Art Kavanagh

Criticism, fiction and other writing


The Language of Ireland

When I came back to Ireland after many years away, one of several things that seemed strange to me was that it was still compulsory to study the Irish language in schools. Surely, when I left at the beginning of 1988, compulsory Irish had been on the point of being abolished? What had happened in the meantime, or failed to? The familiarity of the situation was disconcerting. I’d been warned before my return that Ireland had “changed utterly”. If only!

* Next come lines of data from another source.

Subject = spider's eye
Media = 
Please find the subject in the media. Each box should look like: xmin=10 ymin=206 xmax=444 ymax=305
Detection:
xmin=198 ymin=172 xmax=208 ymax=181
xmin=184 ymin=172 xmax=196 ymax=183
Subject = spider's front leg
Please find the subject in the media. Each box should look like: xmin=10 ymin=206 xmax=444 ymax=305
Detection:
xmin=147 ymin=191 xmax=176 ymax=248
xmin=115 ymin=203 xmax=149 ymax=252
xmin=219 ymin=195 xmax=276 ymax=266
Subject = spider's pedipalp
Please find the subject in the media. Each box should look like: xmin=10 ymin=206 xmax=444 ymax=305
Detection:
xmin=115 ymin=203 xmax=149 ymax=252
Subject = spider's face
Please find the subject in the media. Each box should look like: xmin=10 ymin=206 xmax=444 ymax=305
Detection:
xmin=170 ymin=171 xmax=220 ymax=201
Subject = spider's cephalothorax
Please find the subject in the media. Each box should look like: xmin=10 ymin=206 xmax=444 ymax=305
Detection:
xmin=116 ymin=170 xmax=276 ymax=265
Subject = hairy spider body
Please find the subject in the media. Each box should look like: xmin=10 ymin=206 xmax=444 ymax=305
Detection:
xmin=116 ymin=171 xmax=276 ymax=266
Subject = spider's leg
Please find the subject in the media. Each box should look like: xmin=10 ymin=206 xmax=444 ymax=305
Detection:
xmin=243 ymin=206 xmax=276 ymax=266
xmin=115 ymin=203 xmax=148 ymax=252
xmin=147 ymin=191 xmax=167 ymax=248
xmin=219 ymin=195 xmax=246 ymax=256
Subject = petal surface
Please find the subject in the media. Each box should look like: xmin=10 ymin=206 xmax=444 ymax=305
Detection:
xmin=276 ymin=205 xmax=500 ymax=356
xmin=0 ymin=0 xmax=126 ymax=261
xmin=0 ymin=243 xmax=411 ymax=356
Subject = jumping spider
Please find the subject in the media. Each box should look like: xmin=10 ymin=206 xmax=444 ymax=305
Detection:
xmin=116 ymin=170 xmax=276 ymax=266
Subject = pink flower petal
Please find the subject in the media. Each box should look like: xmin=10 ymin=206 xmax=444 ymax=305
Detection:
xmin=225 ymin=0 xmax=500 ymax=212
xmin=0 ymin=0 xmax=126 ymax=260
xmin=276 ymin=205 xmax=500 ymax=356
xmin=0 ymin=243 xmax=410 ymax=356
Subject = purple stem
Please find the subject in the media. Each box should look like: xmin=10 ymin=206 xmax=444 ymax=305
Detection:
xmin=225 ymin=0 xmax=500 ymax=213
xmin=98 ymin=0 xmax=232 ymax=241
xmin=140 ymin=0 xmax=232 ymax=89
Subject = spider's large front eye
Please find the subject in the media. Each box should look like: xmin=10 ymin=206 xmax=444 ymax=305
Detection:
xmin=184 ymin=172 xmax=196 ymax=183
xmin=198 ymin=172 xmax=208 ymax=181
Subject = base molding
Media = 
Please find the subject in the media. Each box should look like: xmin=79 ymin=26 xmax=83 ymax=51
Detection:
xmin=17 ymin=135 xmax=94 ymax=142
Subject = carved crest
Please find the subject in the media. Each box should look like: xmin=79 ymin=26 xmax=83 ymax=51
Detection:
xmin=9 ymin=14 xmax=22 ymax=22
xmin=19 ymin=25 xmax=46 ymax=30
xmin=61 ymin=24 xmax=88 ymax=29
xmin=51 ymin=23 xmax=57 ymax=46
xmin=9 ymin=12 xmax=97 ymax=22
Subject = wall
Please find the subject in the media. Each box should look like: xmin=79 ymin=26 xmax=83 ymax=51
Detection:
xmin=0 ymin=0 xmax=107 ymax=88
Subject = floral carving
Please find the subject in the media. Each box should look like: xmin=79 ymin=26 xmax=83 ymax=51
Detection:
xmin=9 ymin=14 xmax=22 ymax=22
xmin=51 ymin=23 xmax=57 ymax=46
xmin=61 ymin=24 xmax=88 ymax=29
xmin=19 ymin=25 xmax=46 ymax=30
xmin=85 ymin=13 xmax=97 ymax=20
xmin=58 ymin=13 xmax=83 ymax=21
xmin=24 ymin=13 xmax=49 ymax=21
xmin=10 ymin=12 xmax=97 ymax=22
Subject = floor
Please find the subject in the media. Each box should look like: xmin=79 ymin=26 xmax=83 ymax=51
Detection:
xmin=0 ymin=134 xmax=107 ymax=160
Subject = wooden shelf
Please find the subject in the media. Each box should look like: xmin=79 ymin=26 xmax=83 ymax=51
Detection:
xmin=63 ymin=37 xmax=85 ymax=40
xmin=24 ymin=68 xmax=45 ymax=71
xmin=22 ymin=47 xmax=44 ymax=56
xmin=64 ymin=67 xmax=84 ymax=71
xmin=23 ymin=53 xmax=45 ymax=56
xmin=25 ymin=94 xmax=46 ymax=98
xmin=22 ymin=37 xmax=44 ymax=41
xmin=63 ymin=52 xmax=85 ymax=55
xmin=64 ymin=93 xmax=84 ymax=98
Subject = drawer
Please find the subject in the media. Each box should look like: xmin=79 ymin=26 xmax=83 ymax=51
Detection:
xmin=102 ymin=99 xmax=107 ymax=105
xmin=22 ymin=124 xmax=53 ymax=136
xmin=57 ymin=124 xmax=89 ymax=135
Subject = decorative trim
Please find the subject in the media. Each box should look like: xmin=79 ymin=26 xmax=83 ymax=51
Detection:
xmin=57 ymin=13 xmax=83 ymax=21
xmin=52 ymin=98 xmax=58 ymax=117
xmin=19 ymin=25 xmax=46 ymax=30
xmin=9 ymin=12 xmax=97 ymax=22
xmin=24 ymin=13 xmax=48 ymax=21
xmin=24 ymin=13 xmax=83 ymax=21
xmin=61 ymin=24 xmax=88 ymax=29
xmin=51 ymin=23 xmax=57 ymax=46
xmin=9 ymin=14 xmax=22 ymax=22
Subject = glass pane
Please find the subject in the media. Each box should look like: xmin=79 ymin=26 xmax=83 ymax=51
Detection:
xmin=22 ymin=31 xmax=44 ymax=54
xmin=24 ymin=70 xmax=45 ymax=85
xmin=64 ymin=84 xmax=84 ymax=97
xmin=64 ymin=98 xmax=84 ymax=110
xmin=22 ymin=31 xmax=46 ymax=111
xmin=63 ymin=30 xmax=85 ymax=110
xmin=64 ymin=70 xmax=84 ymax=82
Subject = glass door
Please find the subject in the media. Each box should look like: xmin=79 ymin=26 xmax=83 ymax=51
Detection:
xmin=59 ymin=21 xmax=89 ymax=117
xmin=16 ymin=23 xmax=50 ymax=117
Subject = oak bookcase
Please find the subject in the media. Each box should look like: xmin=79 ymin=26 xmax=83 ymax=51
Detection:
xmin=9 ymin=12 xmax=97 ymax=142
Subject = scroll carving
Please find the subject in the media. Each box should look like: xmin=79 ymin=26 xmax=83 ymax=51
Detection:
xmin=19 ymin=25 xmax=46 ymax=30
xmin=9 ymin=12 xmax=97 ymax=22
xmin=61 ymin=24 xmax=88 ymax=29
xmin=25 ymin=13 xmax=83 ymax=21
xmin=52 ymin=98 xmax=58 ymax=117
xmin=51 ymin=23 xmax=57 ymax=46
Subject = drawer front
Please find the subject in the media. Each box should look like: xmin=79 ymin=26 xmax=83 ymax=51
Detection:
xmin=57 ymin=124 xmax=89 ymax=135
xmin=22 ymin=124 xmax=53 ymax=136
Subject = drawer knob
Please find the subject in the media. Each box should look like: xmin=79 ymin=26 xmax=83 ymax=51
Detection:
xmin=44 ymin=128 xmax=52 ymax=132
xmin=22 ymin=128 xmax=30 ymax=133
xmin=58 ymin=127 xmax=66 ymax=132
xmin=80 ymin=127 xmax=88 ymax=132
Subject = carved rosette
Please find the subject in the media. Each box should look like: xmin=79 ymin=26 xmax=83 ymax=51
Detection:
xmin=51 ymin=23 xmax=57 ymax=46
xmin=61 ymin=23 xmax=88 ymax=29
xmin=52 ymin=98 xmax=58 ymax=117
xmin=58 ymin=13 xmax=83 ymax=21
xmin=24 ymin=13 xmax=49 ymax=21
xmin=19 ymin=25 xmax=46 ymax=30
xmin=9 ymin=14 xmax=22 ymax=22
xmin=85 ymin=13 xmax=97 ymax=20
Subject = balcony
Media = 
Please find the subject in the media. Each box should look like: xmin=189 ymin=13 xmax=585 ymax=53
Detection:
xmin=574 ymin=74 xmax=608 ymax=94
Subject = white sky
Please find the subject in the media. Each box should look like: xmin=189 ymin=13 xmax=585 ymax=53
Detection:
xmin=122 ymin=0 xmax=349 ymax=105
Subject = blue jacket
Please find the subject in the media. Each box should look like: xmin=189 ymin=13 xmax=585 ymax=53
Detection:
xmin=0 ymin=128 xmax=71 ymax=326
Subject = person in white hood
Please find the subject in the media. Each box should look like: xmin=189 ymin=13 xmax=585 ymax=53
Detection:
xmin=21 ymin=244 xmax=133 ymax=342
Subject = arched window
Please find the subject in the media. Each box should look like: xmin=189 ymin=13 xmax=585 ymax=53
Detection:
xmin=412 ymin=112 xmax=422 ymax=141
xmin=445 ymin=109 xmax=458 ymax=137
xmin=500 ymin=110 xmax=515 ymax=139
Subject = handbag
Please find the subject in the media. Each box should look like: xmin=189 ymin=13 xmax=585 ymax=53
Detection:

Watching Eoin Butler’s film, An Bhfuil Cead Agam? (produced by Paul Duane), two things impressed me. First was the quotation from Pádraig Pearse, “Tír gan teanga, tír gan anam”. I’d heard the phrase before, of course, but I’d forgotten about it. Now, it seemed to confirm a suspicion I’d been entertaining over the past few years: that the effort to revive the Irish language has been hampered and compromised almost from the start by its association with nationalism. Irish was to be resuscitated, not primarily to preserve linguistic diversity, or for reasons of philology, antiquarian study or the advancement of scholarship of one kind or another, but rather as a supposedly essential component of a sense of national identity. This led over the decades to many attempts to learn Irish by people whose real objective wasn’t to learn Irish, but rather to acquire a badge of Irishness. (In the days of the Fáinne Nua, which was promoted on television during my childhood, there was an actual badge!) Learning languages is difficult, one needs to be motivated. If the motives are obfuscated, the chances of success begin to approach zero.

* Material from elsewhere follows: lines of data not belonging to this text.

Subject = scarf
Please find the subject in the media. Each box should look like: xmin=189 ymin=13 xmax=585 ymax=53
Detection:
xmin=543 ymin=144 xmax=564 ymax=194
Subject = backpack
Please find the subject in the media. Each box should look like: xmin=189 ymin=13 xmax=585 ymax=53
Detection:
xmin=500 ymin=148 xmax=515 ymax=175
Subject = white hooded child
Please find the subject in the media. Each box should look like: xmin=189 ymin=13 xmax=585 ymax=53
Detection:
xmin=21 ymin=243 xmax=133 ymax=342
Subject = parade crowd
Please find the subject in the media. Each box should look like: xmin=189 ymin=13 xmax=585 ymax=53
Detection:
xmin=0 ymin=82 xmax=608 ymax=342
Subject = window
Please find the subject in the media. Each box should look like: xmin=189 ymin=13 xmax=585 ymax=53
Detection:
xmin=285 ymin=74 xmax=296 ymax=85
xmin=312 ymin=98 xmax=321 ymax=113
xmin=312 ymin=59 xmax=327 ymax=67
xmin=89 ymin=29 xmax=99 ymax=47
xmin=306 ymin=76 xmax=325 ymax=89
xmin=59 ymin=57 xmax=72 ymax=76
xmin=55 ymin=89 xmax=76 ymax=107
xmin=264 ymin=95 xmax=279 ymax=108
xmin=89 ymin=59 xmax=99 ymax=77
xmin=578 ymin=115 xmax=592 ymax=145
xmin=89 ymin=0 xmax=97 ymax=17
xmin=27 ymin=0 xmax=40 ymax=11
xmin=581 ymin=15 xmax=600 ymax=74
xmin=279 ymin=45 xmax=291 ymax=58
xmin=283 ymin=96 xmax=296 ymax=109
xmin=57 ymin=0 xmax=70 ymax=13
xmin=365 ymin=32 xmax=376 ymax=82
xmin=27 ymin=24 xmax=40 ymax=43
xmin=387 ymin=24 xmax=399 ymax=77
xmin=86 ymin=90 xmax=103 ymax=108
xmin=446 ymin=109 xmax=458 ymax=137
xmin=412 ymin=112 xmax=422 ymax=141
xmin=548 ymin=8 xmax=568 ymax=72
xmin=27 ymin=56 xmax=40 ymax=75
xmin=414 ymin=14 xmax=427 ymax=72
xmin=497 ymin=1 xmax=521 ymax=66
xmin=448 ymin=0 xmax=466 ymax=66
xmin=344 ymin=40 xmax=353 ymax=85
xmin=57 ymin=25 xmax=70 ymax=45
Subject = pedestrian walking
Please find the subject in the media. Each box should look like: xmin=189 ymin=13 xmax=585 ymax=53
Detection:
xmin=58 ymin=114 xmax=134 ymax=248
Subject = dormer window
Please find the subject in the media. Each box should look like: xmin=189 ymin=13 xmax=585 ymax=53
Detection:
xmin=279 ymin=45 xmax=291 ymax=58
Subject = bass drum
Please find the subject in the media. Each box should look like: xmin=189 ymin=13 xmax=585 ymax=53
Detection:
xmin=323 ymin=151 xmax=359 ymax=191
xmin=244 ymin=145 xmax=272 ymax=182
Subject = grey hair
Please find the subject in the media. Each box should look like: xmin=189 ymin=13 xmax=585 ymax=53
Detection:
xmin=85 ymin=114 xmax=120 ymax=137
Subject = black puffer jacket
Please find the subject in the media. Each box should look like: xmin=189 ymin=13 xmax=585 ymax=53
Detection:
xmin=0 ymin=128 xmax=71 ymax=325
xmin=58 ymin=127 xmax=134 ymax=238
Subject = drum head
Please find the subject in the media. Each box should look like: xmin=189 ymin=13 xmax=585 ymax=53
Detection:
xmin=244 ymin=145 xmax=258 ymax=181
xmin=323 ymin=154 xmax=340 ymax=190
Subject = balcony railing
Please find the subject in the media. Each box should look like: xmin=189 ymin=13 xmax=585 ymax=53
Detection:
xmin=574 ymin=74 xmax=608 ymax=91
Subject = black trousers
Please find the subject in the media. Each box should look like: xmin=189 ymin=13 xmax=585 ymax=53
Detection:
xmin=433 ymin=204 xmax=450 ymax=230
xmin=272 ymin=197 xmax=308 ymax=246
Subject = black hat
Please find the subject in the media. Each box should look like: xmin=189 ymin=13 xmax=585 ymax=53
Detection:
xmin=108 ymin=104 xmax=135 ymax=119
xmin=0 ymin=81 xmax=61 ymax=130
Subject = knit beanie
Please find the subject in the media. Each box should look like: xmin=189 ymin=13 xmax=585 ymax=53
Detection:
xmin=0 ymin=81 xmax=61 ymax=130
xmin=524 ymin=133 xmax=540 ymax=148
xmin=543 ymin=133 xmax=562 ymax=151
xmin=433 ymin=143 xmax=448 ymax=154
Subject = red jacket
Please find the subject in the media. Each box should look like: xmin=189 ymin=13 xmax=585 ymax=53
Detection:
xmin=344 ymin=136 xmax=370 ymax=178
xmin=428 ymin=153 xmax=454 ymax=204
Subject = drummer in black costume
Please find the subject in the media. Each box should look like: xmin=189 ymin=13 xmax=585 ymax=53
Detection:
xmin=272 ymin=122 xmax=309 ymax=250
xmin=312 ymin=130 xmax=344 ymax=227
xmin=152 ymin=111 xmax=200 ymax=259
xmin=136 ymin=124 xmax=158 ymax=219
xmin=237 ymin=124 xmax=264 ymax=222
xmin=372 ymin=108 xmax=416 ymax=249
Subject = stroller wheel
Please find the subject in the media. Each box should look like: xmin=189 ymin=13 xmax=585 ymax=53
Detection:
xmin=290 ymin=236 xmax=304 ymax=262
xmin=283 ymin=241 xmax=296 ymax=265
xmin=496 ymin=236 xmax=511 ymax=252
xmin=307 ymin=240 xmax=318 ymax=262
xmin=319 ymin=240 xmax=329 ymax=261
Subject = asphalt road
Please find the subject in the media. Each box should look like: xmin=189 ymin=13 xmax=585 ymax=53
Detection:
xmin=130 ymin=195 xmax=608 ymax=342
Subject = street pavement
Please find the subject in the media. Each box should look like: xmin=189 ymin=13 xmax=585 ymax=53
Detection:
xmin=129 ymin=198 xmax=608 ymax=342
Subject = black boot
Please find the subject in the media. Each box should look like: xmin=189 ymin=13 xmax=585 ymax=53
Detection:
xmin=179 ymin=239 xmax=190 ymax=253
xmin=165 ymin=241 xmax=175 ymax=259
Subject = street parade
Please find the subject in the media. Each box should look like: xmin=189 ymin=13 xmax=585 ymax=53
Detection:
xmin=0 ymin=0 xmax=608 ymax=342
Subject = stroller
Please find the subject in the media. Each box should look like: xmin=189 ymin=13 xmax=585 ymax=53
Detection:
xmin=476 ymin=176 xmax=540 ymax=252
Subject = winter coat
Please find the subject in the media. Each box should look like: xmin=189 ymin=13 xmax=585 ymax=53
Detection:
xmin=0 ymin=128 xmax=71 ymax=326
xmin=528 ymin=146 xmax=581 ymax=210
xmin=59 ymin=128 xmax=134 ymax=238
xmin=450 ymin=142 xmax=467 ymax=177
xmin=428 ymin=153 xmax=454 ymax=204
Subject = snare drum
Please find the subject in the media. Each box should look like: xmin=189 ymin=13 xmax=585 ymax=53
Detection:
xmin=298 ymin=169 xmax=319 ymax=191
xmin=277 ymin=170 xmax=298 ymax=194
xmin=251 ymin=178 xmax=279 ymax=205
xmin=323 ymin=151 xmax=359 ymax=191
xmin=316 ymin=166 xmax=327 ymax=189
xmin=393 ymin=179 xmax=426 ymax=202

The second thing that struck me in Butler’s film was the assertion that even native Irish speakers have a much larger vocabulary in English than they do in Irish. This is at once shocking and obvious. Even as your jaw drops, you’re thinking “of course they do!” Anybody who has studied Irish in school for 10 to 12 years has run up against the boundaries of Irish’s restricted vocabulary. A single word or phrase may be used to translate three or four English equivalents. Circumlocutions are common. (Really, what kind of a language doesn’t have words for “yes” and “no”?) If I want to say I’m “hungry”, “angry”, “tired” or “afraid”, I can’t use an adjective; instead the corresponding noun is “orm” — “on me”. But the limited vocabulary isn’t the only factor making it difficult to speak Irish. There are fiendishly complicated grammar rules. The way words are spelt and pronounced changes because of gender and case. Extra “h”s are scattered about, replacing the seimhiú diacritic of the older orthography. Then there’s the “caol le caol, leathan le leathan” rule, which means that many words contain extra vowels which have no audible effect on pronunciation. Sometimes the language seems to have been deliberately designed to repel the uncommitted.

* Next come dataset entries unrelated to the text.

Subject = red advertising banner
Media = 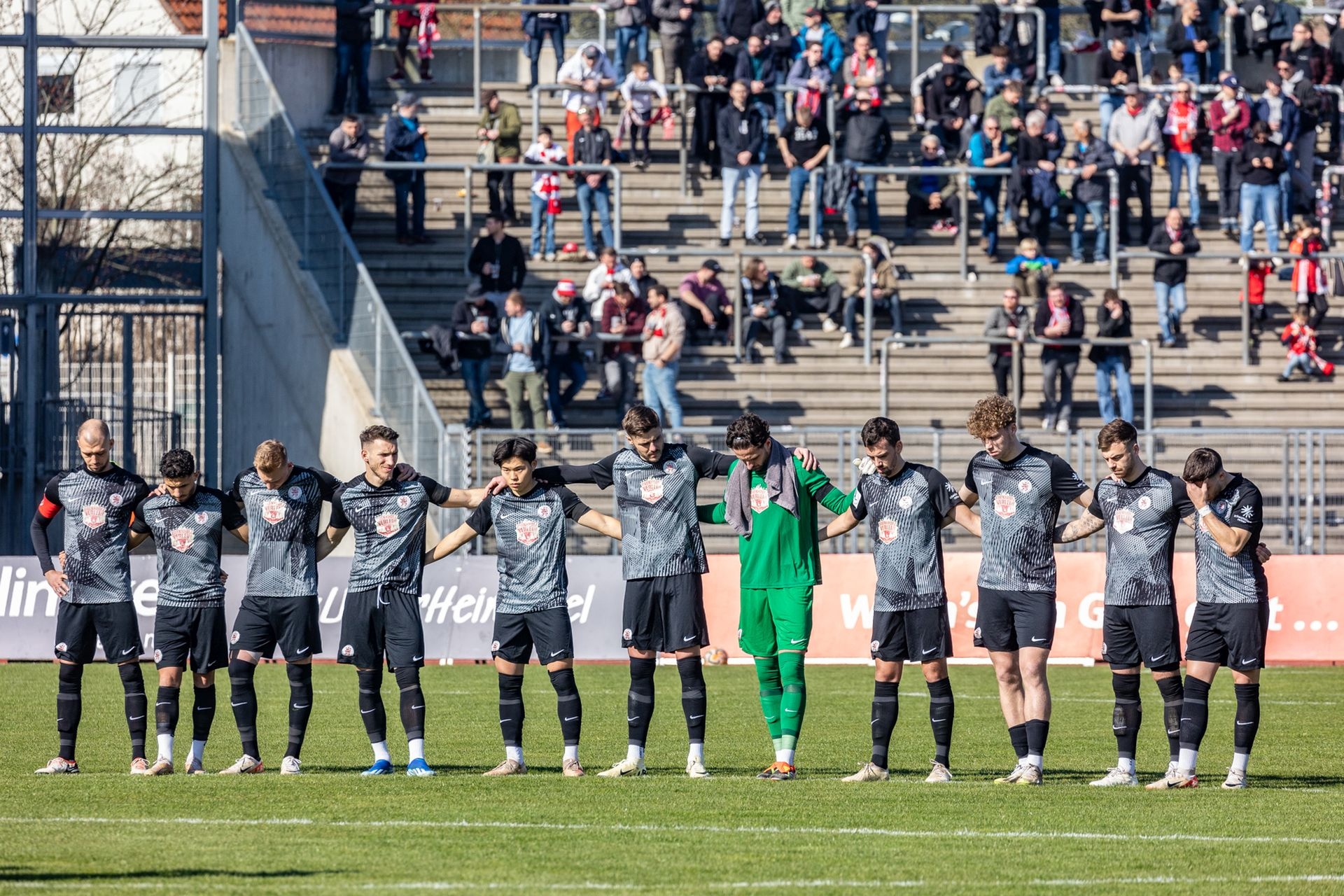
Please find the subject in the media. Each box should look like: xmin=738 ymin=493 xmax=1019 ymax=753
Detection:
xmin=704 ymin=554 xmax=1344 ymax=662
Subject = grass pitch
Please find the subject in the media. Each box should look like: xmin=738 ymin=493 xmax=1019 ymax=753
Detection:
xmin=0 ymin=664 xmax=1344 ymax=895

I was actually quite good at Irish when I left school. I got only a “C” at higher level, but that was mainly because I’d read just two of the set texts. I was barely familiar with the literature but I could easily get by in the language. That happy state did not last. Five years later, I had to sit an oral Irish exam for the Law Society in order to qualify as a solicitor. I was taken aback, indeed dismayed, by my lack of fluency. “Use it or lose it”, they say. It’s certainly true of Irish. But why would you use it, when everybody you want to communicate with has a much better grasp of English?

And then there’s the literature, most of which I hadn’t read. Most of it, to be frank, wasn’t literature. The two books I’d read were by Pádraic Ó Conaire and Seosamh Mac Grianna respectively. They were good, but they were also grim. More to the point, they were not at all typical. A handful of writers — Ó Direáin, Ó Ríordáin, Ó Cadhain — had written well in Irish during the twentieth century but it could not be claimed that the state of literature in Irish was healthy — or, if it was, nobody was telling us students about the good stuff. When Breandán Ó hEithir published Lig Sinn i gCathú in the 1970s, I was told that Irish language students were delighted at this new and exciting addition to the canon of writing in their language. I read the author’s own English translation (Lead Us into Temptation) and found it amusing and entertaining but hardly essential.

In short, very little is being written (or has been written) in Irish that is worth reading. That’s a terrible handicap for any language. Indeed, since Irish became a working language of the EU, it seems safe to assume that the bulk of written material now being produced in Irish consists of bureaucratic or regulatory prose that virtually no one is ever going to want to read! As Butler points out, because of the limited extant vocabulary, this EU material is littered with new coinages which are meaningful only to their creators. Making Irish a working language of the EU was an expensive mistake which one can only hope is reversible. This is true whether or not one believes — I don’t — that the revival of the language is still a realistic possibility.

Part of the difficulty with the idea of revival is that English is just too useful not to use. It’s a versatile, flexible, expressive language in which a surprisingly high proportion of the world’s best literature has been written. It’s certainly the case that a huge proportion of the best writing by Irish writers has been in English. I’m sure I don’t need to give you a list.